3.4. Thermogravimetric (TGA) Analysis

The thermal stabilities of the four title compounds, Ba_0.98Eu_0.02Zn₂Sb_2, Ba_0.96(1)Eu_0.04Zn₂Sb_2, Ba_0.92(1)Eu_0.08Zn₂Sb₂, and Ba_0.85(1)Eu_0.15Zn₂Sb₂, were checked by TGA using a TG 209 F1 Libra device (Netzsch-Gerätebau GmbH, Selb, Germany). A total of 20 mg of the pulverized sample was placed on an alumina pan and heated to 1173 K at a rate of 10 K/min under the continuous N₂ flow condition. After that, the sample was naturally cooled down to room temperature. The TGA analysis proved that all four title compounds were thermally stable up to ca. 800 K (see Supplementary Figure S6).

3.5. EDS Analysis

Elemental analysis, including distribution mapping for the four title compounds, was performed by EDS using an ULTRA Plus field-emission (Carl Zeiss, Oberkochen, Germany) scanning electron microscope (SEM) system with an acceleration voltage of 30 kV. Several well-grown bar-shaped single crystals obtained using the molten Pb-flux method (See Figure 2) were carefully selected and placed on an aluminum puck with double-sided conductive carbon tapes under the Ar atmosphere. EDS analysis indicated comparable compositional results for Ba_0.95Eu_0.01Zn_2.06Sb_1.97, Ba_0.98Eu_0.06Zn_1.97Sb_2.00, Ba_0.91Eu_0.10Zn_2.00Sb_1.99, and Ba_0.83Eu_0.21Zn_1.95Sb_2.02 to the SXRD refinement results for Ba_0.98(1)Eu_0.02Zn₂Sb₂, Ba_0.96(1)Eu_0.04Zn₂Sb₂, Ba_0.92(1)Eu_0.08Zn₂Sb₂, and Ba_0.85(1)Eu_0.15Zn₂Sb₂, respectively. Detailed EDS analysis and distribution mapping results are provided in Supplementary Figures S1–S4.

3.6. Electrical Transport Property Measurement

Four disk-shaped title compounds, which were synthesized by ball-milling, followed by hot-pressing, were prepared into a bar shape (3 mm × 3 mm × 10 mm) for the electrical transport property measurements. The densities of these samples were proven to be higher than 90%, according to the geometric density measurement method. The longer direction of each bar-shaped sample coincided with the direction in which the properties were measured. The electrical conductivity σ and the Seebeck coefficient S were simultaneously measured between 303 and 793 K under the He atmosphere using a ZEM-3 instrument system (ULVAC-RIKO Inc., Yokohama, Japan).

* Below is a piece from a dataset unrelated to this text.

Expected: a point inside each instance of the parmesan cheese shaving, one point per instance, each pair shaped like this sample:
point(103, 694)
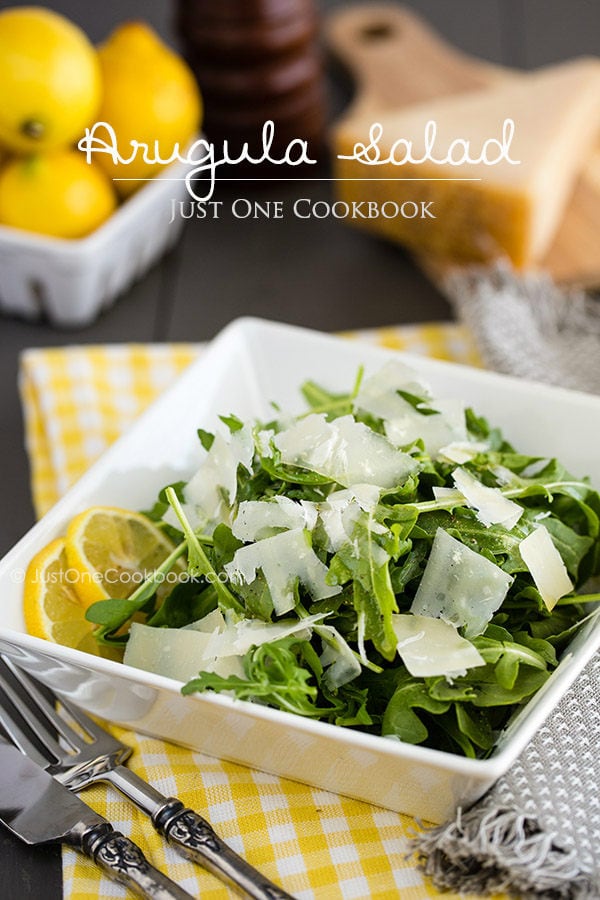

3.7. Thermal Conductivity Measurement

Thermal diffusivity was measured for the four disk-shaped title compounds under an inert gas atmosphere from 323 to 773 K using a LFA 457 HyperFlash instrument (Netzsch-Gerätebau GmbH, Selb, Germany). The measurement was performed using a flash diffusion method in which the front surface of the disk was irradiated with a short laser burst, and the temperature change on the rear surface was recorded and analyzed using an IR detector. The thermal conductivity κ_tot was evaluated using the equation κ_tot = DC_pρ (D = thermal diffusivity, C_p = heat capacity, and ρ = density) [54]. In this work, the Dulong−Petit value (3R/atom, R = gas constant) was exploited for C_p. The κ_tot was regarded as the sum of the lattice κ_latt and the electronic κ_elec thermal conductivities [54]. κ_elec was calculated using the Wiedemann—Franz law (κ_elec = LσT, L = the temperature-dependent Lorenz number), and the L value was estimated using the single-parabolic band model from the temperature-dependent S [36]. Therefore, κ_latt was obtained from the simple equation κ_latt = κ_tot−κ_elec and is plotted in Supplementary Figure S5b.

4. Conclusions

Four new Zintl phase solid solutions in the Ba_1-xEu_xZn₂Sb₂ (0.02(1) ≤ x ≤ 0.15(1)) system were obtained using the molten Pb metal-flux or the conventional high-temperature reaction methods. Their crystal structures were characterized by PXRD and SXRD, and all four title compounds adopted the BaCu₂S₂-type phase with the orthorhombic Pnma space group. The overall crystal structure of the isotypic title compounds can be described as an assembly of (1) the 3D anionic ${}_{\mathrm{\infty }}{}^3[\mathrm{Z}\mathrm{n}{\mathrm{S}\mathrm{b}}_{3/4}{\mathrm{S}\mathrm{b}}_{1/4}]$ frameworks formed by the interconnection of four neighboring 1D ${}_{\mathrm{\infty }}{}^1[\mathrm{Z}\mathrm{n}{\mathrm{S}\mathrm{b}}_{3/3}{\mathrm{S}\mathrm{b}}_{1/1}]$ chains and (2) the mixed cationic elements filling the cage-shaped voids within these frameworks. In addition, the applicability of the previously outlined radius ratio (r₊/r₋) criterion, which determines the structure-type selectivity between the CaAl₂Si₂-type and BaCu₂S₂-type phases, was strongly confirmed in the title system. A series of DFT calculations using hypothetical structure models revealed that the Ba_1-xEu_xZn₂Sb₂ system possesses heavily doped semiconducting characteristics, and the variations in transport properties upon Eu substitution should be explained in terms of changes in carrier mobilities. The temperature-dependent TE property measurements proved that despite the significantly lowered κ_tot, due to the relatively smaller S and σ values, the ZT values of the four Eu-substituted title compounds either decreased or slightly increased, with the maximum value of 0.49 at 773 K. We expect that the suitable anionic substitution may independently optimize the n, leading to overall enhanced TE properties.